Shankar Lakka is the Director of IC Design for full chip FPGA Integration group at Xilinx Inc San Jose. He has been at Xilinx for over 16 years. Shankar has recently led the design and full chip Integration of Xilinx SSI devices. He holds 14 US Patents.

Bryan Black from AMD

 Memory Consideration and Heterogeneous Die

Since room sized computers, advances in technology have been utilized to increase performance reduce power and shrink form factors.  Historically new process and packaging technologies have been at the heart of this evolution of ever increasing performance density.   Performance density drives our industry creating new compute form factors and usage models for consumers.   Interposer and 3D are emerging as the next generation of technologies that will continue to drive performance density.   This talk will discuss how die stacking is required by the industry and outline its primary challenges.


Bryan Black received his Ph.D. from Carnegie Mellon.  With over 20 years of experience Black has had the honor of working at Motorola, Intel, and AMD.   He has done a little of everything from devices to circuits to microarchitecture to test to packaging.   Black is currently a Senior AMD Fellow and runs the AMD die stacking program.

Ephrem Wu from Xilinx

Optical Considerations

This talk presents a view of when optical interconnects will be prevalent in communications backplanes.

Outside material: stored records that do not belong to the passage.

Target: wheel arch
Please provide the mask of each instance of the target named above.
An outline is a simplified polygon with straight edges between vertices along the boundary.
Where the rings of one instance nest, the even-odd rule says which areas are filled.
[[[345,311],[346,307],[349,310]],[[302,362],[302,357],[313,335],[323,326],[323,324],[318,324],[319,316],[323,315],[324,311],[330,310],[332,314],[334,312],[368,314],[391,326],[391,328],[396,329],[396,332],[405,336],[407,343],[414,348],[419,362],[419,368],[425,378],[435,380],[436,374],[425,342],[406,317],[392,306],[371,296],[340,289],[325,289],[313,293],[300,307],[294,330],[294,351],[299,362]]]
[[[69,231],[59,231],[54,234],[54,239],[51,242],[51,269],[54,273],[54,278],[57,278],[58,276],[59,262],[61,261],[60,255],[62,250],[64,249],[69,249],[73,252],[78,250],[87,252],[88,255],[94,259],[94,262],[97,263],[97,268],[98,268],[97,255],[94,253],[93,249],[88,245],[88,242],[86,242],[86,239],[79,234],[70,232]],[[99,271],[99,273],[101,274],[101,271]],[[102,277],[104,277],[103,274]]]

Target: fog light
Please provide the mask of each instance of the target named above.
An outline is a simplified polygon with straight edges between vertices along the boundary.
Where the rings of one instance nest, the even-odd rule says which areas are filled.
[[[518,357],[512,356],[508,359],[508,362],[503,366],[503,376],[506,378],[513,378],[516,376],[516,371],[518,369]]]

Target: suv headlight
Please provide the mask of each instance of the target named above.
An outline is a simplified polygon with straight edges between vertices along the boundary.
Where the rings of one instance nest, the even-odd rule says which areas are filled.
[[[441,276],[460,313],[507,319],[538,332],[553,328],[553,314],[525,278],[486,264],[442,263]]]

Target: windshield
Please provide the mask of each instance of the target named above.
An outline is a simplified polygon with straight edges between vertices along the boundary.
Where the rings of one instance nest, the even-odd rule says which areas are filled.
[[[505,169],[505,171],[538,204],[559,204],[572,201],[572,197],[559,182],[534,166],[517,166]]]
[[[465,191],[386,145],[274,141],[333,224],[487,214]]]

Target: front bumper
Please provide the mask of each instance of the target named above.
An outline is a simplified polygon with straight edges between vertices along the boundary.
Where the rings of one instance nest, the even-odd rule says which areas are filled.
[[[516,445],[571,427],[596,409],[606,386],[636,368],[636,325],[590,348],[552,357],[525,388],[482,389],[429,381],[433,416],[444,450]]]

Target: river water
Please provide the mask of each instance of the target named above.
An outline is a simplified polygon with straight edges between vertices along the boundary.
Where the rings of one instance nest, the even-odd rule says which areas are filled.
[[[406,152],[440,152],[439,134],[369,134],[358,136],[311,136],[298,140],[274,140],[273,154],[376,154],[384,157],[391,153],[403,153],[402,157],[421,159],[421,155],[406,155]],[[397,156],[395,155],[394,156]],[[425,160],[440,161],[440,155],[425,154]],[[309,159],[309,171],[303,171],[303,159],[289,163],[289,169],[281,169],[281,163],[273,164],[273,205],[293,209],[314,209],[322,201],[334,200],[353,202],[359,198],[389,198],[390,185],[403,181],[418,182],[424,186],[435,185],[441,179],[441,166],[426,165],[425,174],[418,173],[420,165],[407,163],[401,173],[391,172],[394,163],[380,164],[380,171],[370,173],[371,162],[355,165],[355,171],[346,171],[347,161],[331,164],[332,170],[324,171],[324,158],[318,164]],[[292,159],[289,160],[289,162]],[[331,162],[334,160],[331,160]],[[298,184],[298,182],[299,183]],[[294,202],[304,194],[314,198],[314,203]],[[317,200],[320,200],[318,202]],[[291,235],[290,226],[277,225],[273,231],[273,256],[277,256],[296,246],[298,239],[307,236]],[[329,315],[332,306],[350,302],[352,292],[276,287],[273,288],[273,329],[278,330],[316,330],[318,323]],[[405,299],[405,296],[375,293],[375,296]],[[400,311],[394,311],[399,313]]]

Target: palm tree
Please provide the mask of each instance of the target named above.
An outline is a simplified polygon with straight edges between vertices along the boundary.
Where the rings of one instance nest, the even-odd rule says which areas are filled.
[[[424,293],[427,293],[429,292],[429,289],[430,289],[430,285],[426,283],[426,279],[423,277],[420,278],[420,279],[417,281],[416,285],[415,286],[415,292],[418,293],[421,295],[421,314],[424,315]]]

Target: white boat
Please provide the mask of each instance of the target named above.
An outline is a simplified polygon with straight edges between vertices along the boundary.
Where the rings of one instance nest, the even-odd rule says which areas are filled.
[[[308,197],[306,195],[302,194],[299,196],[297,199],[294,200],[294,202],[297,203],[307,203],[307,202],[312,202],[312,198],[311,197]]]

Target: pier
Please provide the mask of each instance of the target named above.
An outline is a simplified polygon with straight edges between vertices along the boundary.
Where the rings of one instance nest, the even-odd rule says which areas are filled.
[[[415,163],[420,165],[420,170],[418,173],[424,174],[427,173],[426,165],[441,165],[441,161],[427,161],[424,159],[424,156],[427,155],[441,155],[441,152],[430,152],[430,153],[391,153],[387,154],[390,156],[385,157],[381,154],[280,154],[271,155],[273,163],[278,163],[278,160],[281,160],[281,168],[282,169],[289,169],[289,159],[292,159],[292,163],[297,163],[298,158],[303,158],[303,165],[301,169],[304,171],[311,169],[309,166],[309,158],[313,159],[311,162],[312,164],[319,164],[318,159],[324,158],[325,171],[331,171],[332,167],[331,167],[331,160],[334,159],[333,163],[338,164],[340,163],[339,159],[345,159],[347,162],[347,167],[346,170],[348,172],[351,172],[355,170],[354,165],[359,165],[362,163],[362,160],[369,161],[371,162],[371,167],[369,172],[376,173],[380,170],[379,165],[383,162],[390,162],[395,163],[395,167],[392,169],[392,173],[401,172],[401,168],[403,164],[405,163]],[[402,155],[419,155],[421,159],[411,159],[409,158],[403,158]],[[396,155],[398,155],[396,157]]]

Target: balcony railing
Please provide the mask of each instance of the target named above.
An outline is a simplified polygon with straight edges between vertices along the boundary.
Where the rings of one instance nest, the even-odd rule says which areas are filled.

It outlines design and supply-chain considerations for 3D-integrated photonics to play a key role in optical backplanes.


Ephrem Wu is Senior Director of Advanced Communications at Xilinx. He is responsible for advanced FPGA solutions for wireline and wireless communications infrastructure. He joined Xilinx in 2010 and led the design of the industry’s first heterogeneous FPGA. From 2000-2010, Ephrem was with Velio Communications and LSI (which acquired Velio in 2004), leading the definition and development of packet switches and network processors. Prior to Velio, he held various ASIC, circuit, and software design positions at SGI, Hewlett-Packard, Panasonic, and AT&T.

Ephrem earned a BSE degree from Princeton University and an MS degree at the University of California, Berkeley. Both degrees are in EE with an emphasis on computer-aided design. He holds nine patents in switch architecture and circuit design.